Constraints on exotic dipole-dipole couplings between electrons at the micron scale

Until recently, the magnetic dipole-dipole coupling between electrons had not been directly observed experimentally. This is because at the atomic scale dipole-dipole coupling is dominated by the exchange interaction and at larger distances the dipole-dipole coupling is overwhelmed by ambient magnetic field noise. In spite of these challenges, the magnetic dipole-dipole interaction between two electron spins separated by 2.4 microns was recently measured using the valence electrons of trapped Strontium ions [S. Kotler, N. Akerman, N. Navon, Y. Glickman, and R. Ozeri, Nature {\textbf{510}}, 376 (2014)]. We have used this measurement to directly constrain exotic dipole-dipole interactions between electrons at the micron scale.
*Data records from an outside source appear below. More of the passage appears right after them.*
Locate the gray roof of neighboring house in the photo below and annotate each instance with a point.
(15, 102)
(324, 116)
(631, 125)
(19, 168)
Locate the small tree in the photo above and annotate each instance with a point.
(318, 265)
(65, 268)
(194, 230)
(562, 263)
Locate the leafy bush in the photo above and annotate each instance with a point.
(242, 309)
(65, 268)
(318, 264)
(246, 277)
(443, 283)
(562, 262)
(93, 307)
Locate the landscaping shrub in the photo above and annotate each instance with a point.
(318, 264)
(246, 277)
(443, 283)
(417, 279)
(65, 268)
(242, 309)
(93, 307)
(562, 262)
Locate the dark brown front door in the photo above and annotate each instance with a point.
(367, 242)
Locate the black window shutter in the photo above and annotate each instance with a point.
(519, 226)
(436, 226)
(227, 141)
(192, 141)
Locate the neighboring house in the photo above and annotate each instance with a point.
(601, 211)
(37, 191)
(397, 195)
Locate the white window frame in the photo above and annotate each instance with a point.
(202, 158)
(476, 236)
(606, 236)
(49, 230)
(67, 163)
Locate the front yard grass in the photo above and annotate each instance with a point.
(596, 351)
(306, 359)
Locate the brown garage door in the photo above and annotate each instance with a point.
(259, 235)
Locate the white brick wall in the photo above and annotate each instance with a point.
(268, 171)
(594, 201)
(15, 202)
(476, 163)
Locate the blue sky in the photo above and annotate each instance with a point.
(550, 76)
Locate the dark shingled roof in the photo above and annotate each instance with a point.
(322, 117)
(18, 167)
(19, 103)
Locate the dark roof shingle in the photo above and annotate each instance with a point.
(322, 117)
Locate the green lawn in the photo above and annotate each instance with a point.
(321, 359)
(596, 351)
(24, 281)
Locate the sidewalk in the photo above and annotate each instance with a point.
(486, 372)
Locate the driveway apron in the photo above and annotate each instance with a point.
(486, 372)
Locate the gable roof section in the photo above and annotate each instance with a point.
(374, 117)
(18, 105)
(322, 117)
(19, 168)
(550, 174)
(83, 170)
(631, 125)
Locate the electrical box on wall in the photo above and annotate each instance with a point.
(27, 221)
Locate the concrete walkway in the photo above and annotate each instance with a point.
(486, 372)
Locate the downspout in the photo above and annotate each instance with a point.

For light bosons (mass $\alt$ 0.1 eV), we find that coupling constants describing pseudoscalar and axial-vector mediated interactions must be $|\frac{g_P^e g_P^e}{4 \pi \hbar c}| \leq 1.5 \times 10^{-3}$ and $|\frac{g_A^e g_A^e}{4 \pi \hbar c}| \leq 1.2 \times 10^{-17}$, respectively, at the 90\% confidence level. These bounds significantly improve on previous constraints in this mass range: for example, the constraints on axial-vector interactions are six orders of magnitude stronger than electron-positron constraints based on positronium spectroscopy.